Advective, adiabatic and diabatic contributions to heat extremes simulated with the Community Earth System Model version 2

Abstract. Do heat extremes in climate model simulations form for the right physical reasons? Addressing this question is essential to further our confidence in heat extreme projections, to pinpoint regionally varying model biases, and to enable model improvements regarding heat extremes. Here, we perform a detailed process-based evaluation of CMIP6-type simulations with the Community Earth System Model version 2 (CESM2) regarding heat extremes and employ a Lagrangian approach to quantify advective, adiabatic, and diabatic contributions to near-surface temperature anomalies (T′) during heat extremes. Heat extremes are identified at each grid point and year as the day with the largest daily mean two-meter temperature (hereafter termed TX1day events).

Comparison of CESM2 results with results of an analogous analysis in ERA5 reanalyses for the time period 1980–2020 reveals that, qualitatively and considering continental-scale variations, near-surface T′ during TX1day events in CESM2 form in a physically similar way as in ERA5: Advective contributions dominate in storm track regions, diabatic contributions dominate over tropical and subtropical land regions, and adiabatic warming contributes significantly to heat extremes over subtropical oceans and extratropical land regions.
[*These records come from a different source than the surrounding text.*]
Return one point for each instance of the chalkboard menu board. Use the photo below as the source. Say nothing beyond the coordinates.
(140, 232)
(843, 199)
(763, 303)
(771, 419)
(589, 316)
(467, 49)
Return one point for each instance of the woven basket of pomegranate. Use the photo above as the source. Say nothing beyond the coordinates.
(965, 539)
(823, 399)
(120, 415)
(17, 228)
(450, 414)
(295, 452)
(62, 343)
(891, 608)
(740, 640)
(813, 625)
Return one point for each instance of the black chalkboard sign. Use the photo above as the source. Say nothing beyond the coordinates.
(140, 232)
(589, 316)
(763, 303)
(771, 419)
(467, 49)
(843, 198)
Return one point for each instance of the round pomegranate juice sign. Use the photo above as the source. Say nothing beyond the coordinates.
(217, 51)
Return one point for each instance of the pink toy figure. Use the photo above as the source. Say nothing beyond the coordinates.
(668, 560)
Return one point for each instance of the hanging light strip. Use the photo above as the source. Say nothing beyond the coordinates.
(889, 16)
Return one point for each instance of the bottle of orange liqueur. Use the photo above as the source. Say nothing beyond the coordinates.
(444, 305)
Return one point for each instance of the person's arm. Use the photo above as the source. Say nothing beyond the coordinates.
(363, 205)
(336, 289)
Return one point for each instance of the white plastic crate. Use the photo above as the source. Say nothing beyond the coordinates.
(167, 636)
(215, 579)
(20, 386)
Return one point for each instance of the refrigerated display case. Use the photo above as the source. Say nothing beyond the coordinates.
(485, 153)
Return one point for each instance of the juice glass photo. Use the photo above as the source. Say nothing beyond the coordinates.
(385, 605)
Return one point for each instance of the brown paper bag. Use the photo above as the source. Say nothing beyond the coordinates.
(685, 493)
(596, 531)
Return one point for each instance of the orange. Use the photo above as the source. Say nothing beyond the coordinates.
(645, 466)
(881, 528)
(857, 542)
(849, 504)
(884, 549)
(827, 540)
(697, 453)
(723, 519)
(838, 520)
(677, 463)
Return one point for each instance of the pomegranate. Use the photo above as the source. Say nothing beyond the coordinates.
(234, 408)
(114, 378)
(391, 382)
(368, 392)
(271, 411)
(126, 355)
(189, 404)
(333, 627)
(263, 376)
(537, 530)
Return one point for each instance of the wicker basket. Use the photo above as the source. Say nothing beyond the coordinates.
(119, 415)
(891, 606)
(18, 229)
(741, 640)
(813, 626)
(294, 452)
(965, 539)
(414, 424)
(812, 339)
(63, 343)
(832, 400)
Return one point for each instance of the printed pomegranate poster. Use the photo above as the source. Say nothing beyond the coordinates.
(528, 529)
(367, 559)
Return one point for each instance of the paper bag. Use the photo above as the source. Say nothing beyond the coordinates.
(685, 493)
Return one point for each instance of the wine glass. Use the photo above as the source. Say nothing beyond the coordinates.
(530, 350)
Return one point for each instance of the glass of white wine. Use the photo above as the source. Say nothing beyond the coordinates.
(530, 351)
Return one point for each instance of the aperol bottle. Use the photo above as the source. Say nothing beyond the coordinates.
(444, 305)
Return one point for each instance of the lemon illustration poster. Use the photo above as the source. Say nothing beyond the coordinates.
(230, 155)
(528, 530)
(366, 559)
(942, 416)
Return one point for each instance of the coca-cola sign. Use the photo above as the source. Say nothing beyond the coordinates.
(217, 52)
However, quantitatively and at regional scales, there are considerable differences: CESM2 overestimates the magnitude of near-surface T′ during TX1day events in numerous regions (in the global average the TX1day T′ magnitudes are 3.70 K and 3.21 K in CESM2 and ERA5, respectively). These differences are related to larger advective contributions to TX1day events in CESM2 compared to ERA5. That is, biases in the magnitude of simulated TX1day events appear to be related to circulation differences associated with TX1day events in CESM2 as opposed to ERA5. Furthermore, over land, CESM2 systematically overestimates the diabatic contribution to near-surface T′ during TX1day events (4.61 K in CESM2 vs. 2.48 K in ERA5), and underestimates the adiabatic contribution (1.69 K in CESM2 vs. 3.45 K in ERA5). Biases in these contributions to TX1day T′ are much larger than the biases in the TX1day T′ magnitude, and, consequently, the magnitude of CESM2 TX1day events is often “right for the partly wrong physical reasons”. Composite analyses for TX1day events in selected regions suggest that biases in the land-atmosphere coupling, in particular an erroneous partitioning between sensible and latent heat fluxes, is partly responsible for the overestimation of diabatic contributions in CESM2.

We argue that such a detailed quantitative understanding of the differences in the physical processes behind simulated and observed heat extremes is highly relevant for assessing and improving the robustness of heat extreme projections. Our results thus call for analogous investigations with other state-of-the-art models.